Когда же он сам сел за руль и завел машину, меня очень обрадовало что следующее, что Супчик сделал — так это включил обогрев салона, а я, в свою очередь, довольно быстро отыскав кнопку включения подогрева кресла включил и его.
Итак, мы едва двинулись, а я уже чувствовал себя весьма комфортно.
— Я прошу извинения у вас — где-то в районе Садового кольца после долгой паузы заговорил вдруг Супчик — наверное, в ЦДХ, да и сейчас, я был с вами чрезмерно груб.
— Ничего — бурчу я — я уже привык. К вашей манере.
— Я тут подумал о вас, а я уверяю, что думаю о вас достаточно часто… — ну, думаю — захотелось ему так. Либо и вправду не помнит ничего — чего я цепляюсь?
— Так вы от меня, как я понял, отставать, значит, не собираетесь?
— А зачем? То, что нас объединяет, знаете ли вы это или нет, важно для нас обоих!
— Ну так вот — Супчик закуривает сигариллу — я решил, что надо мягко. Может, если вдруг будет необходимость — оказать вам помощь.
Я все еще в недоумении, но ощущаю его слабо — больно мне хорошо сейчас в тепле.
— Как вас, кстати, зовут, молодой человек?
— Меня? Ну, Алексей — вру я, не желая выдавать своего настоящего имени.
— Ах, вот оно как! Ну, значит, Алексей, я решил, что грубостью добиться мне будет от вас чего-либо сложно…

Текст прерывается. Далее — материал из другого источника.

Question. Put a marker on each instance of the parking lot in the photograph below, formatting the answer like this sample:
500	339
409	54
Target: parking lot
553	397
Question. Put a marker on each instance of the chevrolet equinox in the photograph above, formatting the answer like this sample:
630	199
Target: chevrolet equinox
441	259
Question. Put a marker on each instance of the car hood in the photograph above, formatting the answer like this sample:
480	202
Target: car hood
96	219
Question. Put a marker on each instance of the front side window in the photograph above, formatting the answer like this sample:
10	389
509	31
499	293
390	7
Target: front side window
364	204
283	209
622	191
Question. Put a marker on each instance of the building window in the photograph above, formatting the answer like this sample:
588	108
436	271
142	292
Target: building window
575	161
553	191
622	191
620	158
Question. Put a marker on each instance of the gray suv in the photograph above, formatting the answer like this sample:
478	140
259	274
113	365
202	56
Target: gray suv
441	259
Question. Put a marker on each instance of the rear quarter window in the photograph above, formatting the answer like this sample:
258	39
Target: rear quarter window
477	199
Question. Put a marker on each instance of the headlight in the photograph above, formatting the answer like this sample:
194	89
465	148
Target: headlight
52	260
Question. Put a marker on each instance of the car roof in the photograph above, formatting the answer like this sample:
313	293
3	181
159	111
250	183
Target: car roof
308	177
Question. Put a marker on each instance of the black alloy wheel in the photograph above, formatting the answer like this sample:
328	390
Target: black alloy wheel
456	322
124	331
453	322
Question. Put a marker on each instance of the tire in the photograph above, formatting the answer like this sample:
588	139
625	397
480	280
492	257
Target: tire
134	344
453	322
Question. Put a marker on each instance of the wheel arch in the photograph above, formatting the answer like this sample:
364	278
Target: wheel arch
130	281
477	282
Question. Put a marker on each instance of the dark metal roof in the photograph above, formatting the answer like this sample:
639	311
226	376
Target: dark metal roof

— Постойте — меня вдруг осенила мысль, так что я даже очнулся от своего кайфового полудремотного состояния — а вы случаем не гомосек?
— Я? Нееееет! Что вы! Хотя и не осуждаю…
— Хорошо, продолжайте.
— Ну так вот. На чем я закончил?
— На том, что надо помягше.
— Ах, ну да. Так вот — я думаю, что вполне возможно вы и не помните, кто вы, тем не менее, как я вам уже говорил, и это, увы, реальность такая, а не выдумки мои по прихоти какой — когда вы связались как-то раз со мной, а это было, не отрицайте, и, думаю, вы помните тот случай, вам помощь еще тогда была нужна… Ну так вот — вы тогда засветились — понимаете?
— Как это — засветился?
— Кое-кто, раз уж вы открылись мне…
— Я вам открывался?
— Да! Да! Не выдумывайте, что этого не было — не отвертитесь! Так вот! Кое-кто вас тоже разглядел.
— И кто же этот «кто»?
— Ребята, которых вы некогда сильно кинули, тем самым очень разозлив против себя.
— Дааа? И много их таких — разозленных?
— Целых двести! Увы, вам предостаточно, если одному против них всех быть!
— Хм. Помню, что обижал когда-то некоторых, знаете ли, но такого количества, за всю мою жизнь, даже если по мелочи собрать всех — наверное не наберется.
— А вот ведь — набралось!
Мы стоим у светофора на Таганке.
— И, как я вам уже сообщал — продолжает Супчик — они очень расстроены. Правда, я все еще не понимаю, чего они медлят и не займутся вами всерьез. Давно бы уже могли!
— И чего же вы хотите от меня?
— Помочь вам… — «товарищ» помедлил — и себе… И сделать так, чтобы все оставалось как есть и дальше.
— Ага! Так вот оно что! — я заерничал — ну тогда все понятно!
— Да-да-да.
* * *Когда же мы уже подъехали к моему дому, я выпросил координаты Супчика — так, на всякий случай, вдруг чего? Человек он вроде как творческий, может, его контакты когда-нибудь и будут полезны.
— Тогда ладно — приоткрыв дверь сказал я, когда машина уже остановилась — дайте мне ваши координаты, плиз, я вам дам свои, и если чего — я с вами свяжусь. Как вас, кстати, зовут-то?
— Ну… если вы — Алексей, тогда я для вас, надеюсь лишь только пока, буду Петром Фетисовым. Просто и ясно. Литератор, художник, галерист, и, признаюсь, поэт! — Сдавили стены — тихо плачу/ Сам для себя нуля не значу/ Любой, кто хочет мне помочь/ Да будет проклят! Сгинет в ночь! — знаете ли!